New rules for doctors and other medical staff in South Africa

 ·27 Nov 2025

The Health Professions Council of South Africa (HPCSA) has introduced new regulations that all doctors and other medical professionals must now adhere to.

The new rules relate to dealing with end-of-life decisions and the use of artificial intelligence (AI) in healthcare.

According to law firm Bowmans, the changes are meant to protect patients while giving practitioners clearer guidance.

Bowmans senior associate Jay Page said the updates “show a clear intention to reinforce patient dignity and ensure that medical professionals keep up with ethical and technological developments.”

The first set of updates appears in Booklet 7, which deals with withholding or withdrawing life-prolonging treatment.

While the main principle remains unchanged—decisions must always be in the patient’s best interests—the HPCSA now gives more detailed instructions on how those decisions should be made.

Page explained that one of the most significant updates is the introduction of a “patient representative.

This is someone the patient chooses to make medical decisions for them if they cannot, or do not want to, make those decisions themselves.

The guidelines now formally define who this representative can be and what their role is. The HPCSA also makes it clear that patients should be consulted before any decision to stop or withhold treatment, as long as they are able to take part.

However, some patients may not want to know the details or be involved in the discussion. “The new rules now allow the practitioner to speak directly to the patient’s nominated representative in these situations,” Page said.

The representative must be someone who can reflect the patient’s stated wishes or, if those are not known, what the patient would likely have wanted.

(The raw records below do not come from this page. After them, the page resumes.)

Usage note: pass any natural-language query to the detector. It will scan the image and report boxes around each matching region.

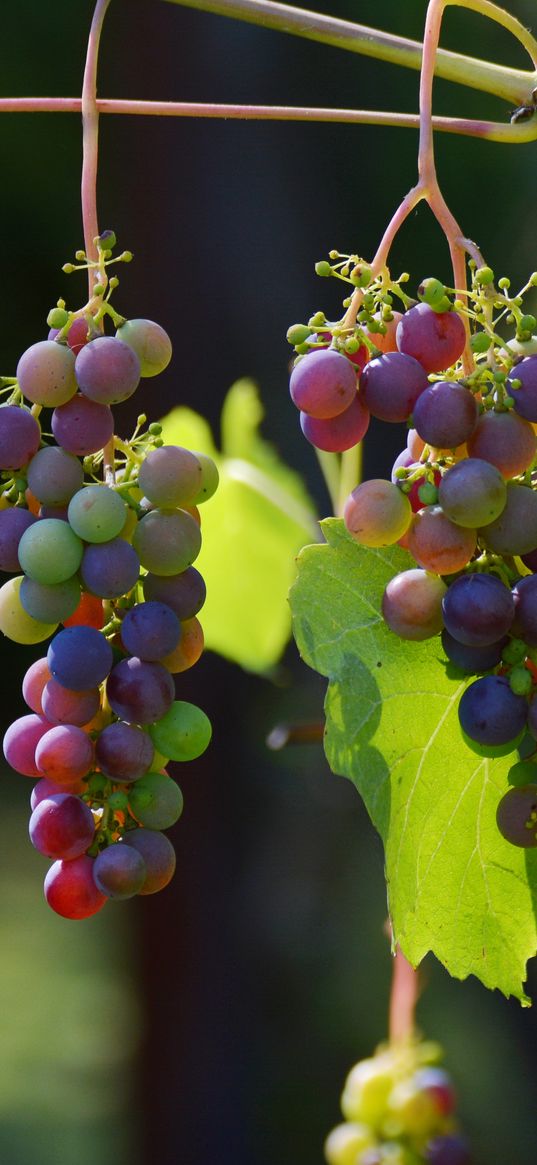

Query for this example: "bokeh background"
[0,0,537,1165]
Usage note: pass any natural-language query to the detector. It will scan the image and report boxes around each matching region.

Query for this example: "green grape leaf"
[161,380,319,672]
[290,518,537,1004]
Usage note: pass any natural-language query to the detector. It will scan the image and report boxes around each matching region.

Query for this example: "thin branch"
[160,0,537,106]
[0,97,537,146]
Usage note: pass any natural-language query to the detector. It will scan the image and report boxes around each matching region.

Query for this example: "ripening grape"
[396,303,466,373]
[75,336,140,405]
[360,352,429,422]
[412,380,478,449]
[382,569,447,641]
[441,573,515,647]
[123,829,176,895]
[407,506,475,574]
[301,393,370,453]
[51,393,114,457]
[115,319,171,376]
[27,445,84,506]
[44,854,107,918]
[93,841,147,898]
[289,348,356,419]
[0,404,41,469]
[16,340,77,409]
[467,411,537,480]
[344,478,412,546]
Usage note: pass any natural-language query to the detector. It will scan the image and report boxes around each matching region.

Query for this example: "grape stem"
[388,946,419,1044]
[0,97,537,146]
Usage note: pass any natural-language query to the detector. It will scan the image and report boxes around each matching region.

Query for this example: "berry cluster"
[288,253,537,846]
[325,1042,471,1165]
[0,234,218,918]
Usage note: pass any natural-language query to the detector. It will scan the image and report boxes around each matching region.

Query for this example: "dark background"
[0,0,537,1165]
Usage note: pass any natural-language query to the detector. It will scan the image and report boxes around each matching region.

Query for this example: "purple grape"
[0,507,37,573]
[27,445,84,506]
[142,566,207,622]
[396,303,466,372]
[80,538,140,599]
[52,393,114,457]
[513,574,537,648]
[506,356,537,421]
[412,380,478,449]
[441,628,509,676]
[459,676,528,746]
[441,574,515,647]
[289,348,356,419]
[29,792,96,861]
[75,336,140,404]
[0,404,41,469]
[121,601,181,662]
[47,626,113,692]
[16,340,77,409]
[96,720,155,784]
[360,352,429,422]
[106,661,175,725]
[123,829,176,895]
[93,841,147,899]
[301,393,370,453]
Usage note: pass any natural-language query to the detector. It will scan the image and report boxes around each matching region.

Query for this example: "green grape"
[148,700,212,761]
[324,1121,376,1165]
[0,574,58,643]
[68,486,128,543]
[128,772,183,829]
[19,517,84,585]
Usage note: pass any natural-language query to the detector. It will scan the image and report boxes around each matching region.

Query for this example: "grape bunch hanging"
[0,232,218,918]
[288,252,537,847]
[325,1040,471,1165]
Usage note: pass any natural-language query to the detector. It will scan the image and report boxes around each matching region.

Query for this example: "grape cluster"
[288,253,537,846]
[0,238,218,918]
[325,1040,471,1165]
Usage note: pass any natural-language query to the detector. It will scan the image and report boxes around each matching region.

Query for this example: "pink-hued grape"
[22,656,51,715]
[396,303,466,372]
[96,720,155,784]
[0,404,41,469]
[44,854,107,918]
[35,725,93,786]
[360,352,429,423]
[382,569,447,641]
[407,506,476,574]
[467,411,537,479]
[75,336,140,404]
[123,829,176,895]
[3,713,50,777]
[93,841,147,899]
[29,792,96,861]
[344,478,412,546]
[0,507,36,573]
[301,393,370,453]
[115,319,171,376]
[289,348,356,419]
[16,340,77,409]
[42,676,100,728]
[52,393,114,457]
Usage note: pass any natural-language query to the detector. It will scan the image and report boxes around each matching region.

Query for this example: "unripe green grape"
[324,1121,376,1165]
[0,574,58,643]
[148,700,212,761]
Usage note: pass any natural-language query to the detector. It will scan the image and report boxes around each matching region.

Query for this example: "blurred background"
[0,0,537,1165]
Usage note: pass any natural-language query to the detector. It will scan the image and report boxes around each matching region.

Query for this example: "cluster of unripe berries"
[325,1042,471,1165]
[0,255,218,918]
[290,268,537,846]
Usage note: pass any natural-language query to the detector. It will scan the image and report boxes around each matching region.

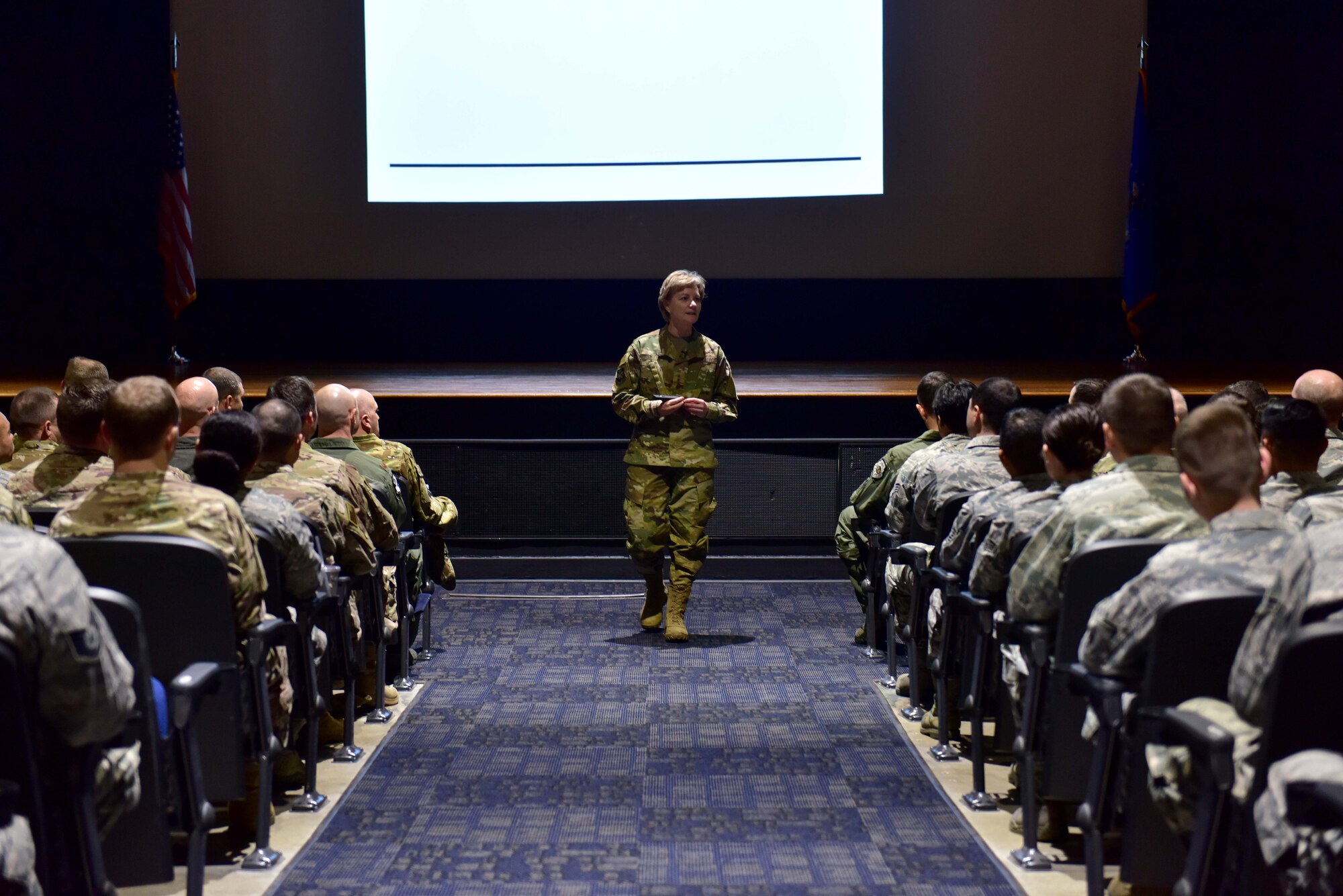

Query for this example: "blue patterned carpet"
[273,582,1015,896]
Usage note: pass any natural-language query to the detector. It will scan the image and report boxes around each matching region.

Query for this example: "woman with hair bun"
[611,271,737,641]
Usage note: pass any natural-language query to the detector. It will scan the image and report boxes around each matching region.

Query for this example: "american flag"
[158,67,196,321]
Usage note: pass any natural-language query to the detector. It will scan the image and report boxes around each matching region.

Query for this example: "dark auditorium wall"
[1146,0,1343,370]
[0,0,171,375]
[0,0,1343,372]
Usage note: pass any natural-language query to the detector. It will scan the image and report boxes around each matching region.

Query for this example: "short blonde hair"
[658,270,709,321]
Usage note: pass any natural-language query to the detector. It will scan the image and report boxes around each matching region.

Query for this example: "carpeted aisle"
[273,582,1015,896]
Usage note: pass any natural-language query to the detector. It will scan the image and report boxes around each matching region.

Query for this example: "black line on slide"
[388,156,862,168]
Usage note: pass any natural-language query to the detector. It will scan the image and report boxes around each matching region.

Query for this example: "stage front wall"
[408,439,890,540]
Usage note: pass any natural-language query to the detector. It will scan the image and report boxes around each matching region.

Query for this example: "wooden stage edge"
[0,362,1299,399]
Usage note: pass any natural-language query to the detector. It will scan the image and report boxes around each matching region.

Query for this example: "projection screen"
[364,0,884,203]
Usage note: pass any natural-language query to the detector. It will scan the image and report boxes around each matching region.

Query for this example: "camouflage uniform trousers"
[835,504,868,610]
[885,542,932,630]
[624,464,719,586]
[1146,697,1260,837]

If a patient cannot make decisions at all, the HPCSA has tightened the rules on who may give consent. Page explained that while the old guidelines hinted at this, the new rules spell it out properly.

Use of AI

A patient can grant someone written authority to decide for them; otherwise, a court order or other applicable law may give someone that authority. 

If neither applies, consent must be obtained in a specific order: first from a spouse or partner, then from a parent or grandparent, then from an adult child, and finally from a sibling.

Doctors may still decide to withhold or withdraw treatment they believe to be futile, even if the family wants it to continue.

However, the HPCSA now states clearly that this can only happen if the decision is in the patient’s best interests.

Page said this is an important addition because it strengthens the protection of vulnerable patients.

The second set of changes appears in Booklet 20, which covers the ethical use of AI in healthcare.

Page added that the HPCSA takes a balanced approach. It supports innovation but warned that new technologies come with risks.

These include concerns about data privacy, the potential for discrimination against underrepresented groups in datasets, and the lack of proper regulation or standards for many AI tools.

“The idea that anonymised data is always safe is no longer true when algorithms can identify people from complex information,” Page said.

To help manage these risks, the HPCSA has introduced three “pillars of AI”: ethical, legal and technical.

Practitioners must ensure AI tools respect patient autonomy and confidentiality, comply with South African laws such as the Protection of Personal Information Act, and meet standards for safety, reliability and security.

Most importantly, “AI must always be used to benefit the patient, not to make the practitioner’s job easier,” Page said.

The guidelines also noted that AI may never replace a doctor’s own judgment. A practitioner must always make the final call and cannot pass responsibility to an algorithm.

Another key change is that only validated and culturally appropriate AI tools may be used. 

This ties in with recent rules from the South African Health Products Regulatory Authority, which listed the types of AI tools used in healthcare—from imaging software to predictive algorithms and wearable monitoring devices—and outlined how they should be regulated.